Wheeler spoke again, holding Strate’s email to the city in his hand, “A phone call list is not my idea of getting things done. Action is getting things done.”
Mayor Squire re-read the motion from December to the council, and asked the council if Strate had met the requirements. Strate protested that he had provided names of contractors, and dates when action would take place. Squire again read the motion, and asked for a motion from the council.
City Manager Brant Hanson intervened at this point, giving Strate a long explanation of the city position, and frustrations with the trailer park.

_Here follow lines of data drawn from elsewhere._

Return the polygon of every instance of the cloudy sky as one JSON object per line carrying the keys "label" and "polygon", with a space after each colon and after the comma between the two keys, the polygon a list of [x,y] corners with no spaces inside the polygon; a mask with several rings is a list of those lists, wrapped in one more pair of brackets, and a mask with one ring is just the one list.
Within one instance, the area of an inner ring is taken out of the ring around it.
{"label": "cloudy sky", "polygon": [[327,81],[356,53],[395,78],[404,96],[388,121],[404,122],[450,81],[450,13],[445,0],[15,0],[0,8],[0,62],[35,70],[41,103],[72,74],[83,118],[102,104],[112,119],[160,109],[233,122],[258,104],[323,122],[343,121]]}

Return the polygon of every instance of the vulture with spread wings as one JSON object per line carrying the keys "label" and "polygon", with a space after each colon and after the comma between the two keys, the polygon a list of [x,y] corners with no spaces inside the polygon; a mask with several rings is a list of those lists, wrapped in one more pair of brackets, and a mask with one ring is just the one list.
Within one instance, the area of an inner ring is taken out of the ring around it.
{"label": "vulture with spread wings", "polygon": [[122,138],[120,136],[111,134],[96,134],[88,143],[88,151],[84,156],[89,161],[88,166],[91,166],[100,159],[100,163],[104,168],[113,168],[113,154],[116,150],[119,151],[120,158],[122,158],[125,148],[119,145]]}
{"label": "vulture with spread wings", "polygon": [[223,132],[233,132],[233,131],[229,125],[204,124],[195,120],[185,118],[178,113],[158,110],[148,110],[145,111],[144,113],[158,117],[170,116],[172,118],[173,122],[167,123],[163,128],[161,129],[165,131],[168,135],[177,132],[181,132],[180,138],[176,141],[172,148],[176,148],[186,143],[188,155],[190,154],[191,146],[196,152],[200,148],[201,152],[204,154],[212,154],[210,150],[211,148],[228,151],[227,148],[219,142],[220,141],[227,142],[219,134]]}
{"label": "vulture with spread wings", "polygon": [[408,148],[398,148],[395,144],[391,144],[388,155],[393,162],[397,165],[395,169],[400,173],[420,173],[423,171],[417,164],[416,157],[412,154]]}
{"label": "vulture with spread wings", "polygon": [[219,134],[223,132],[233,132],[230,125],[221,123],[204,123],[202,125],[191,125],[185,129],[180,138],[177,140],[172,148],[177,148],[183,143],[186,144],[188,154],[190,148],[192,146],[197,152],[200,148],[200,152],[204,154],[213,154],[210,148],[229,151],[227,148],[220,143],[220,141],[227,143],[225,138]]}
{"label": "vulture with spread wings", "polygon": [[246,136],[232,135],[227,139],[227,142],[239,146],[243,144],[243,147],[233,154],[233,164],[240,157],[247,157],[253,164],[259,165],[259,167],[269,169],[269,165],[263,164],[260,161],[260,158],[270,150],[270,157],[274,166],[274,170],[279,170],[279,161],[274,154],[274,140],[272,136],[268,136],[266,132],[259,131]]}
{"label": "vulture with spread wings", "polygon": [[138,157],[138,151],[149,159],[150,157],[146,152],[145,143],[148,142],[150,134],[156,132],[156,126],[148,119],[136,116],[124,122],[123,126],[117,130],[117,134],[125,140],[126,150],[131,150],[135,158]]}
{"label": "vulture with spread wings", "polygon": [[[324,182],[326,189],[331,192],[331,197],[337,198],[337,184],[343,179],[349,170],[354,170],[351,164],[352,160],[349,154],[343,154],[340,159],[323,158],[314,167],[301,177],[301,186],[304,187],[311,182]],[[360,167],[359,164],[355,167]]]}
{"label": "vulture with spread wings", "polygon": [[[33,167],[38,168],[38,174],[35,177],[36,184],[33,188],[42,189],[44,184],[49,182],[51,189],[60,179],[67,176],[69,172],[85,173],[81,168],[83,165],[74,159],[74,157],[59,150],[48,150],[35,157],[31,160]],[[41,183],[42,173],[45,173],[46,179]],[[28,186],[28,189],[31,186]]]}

“This is a 15-year problem trying to work with you. When Chad Perry (the city’s public works director) met with you in July, the city could have shut down the water, immediately, for safety concerns. The water and sewer issues were explained to you, in detail, with Chad Perry. Today is the deadline. The email [to the city] is not sufficient. “When it thaws” is not a date,” Hanson said.
However, Hanson’s recommendation to the council was not to cut off the utilities to the trailer park.
Hanson, who had been seen consulting with Strate’s plumbing contractor, Jared Anderson, while Strate was speaking with the council, asked the council to delay the vote on the motion until the council’s next meeting. In the meantime, Hanson said, city staff would coordinate with Strate’s contractors to ensure they completely understood the city’s requirements.
Upon Hanson’s recommendation, Mayor Squire tabled the motion until the Jan. 18 council meeting.
In other discussion, Kerry Steck, Ephraim fire chief, reported on the fire at Ker’s Automotive on Tuesday, Dec. 27.
Steck had met with the state fire marshal who investigated the fire. According to the fire marshal, the fire started from a gas leak from the building’s furnace.
Kerry Simonsen, proprietor of the auto repair business, started the furnace early the morning of the fire. According to Steck, as he did so, Simonsen accidentally opened the valve on the gas line, which caused a gas build-up in the building. When the furnace fired up, the gas build-up also ignited, and started the fire.
Steck estimated there was at least $250,000 in damage to the building.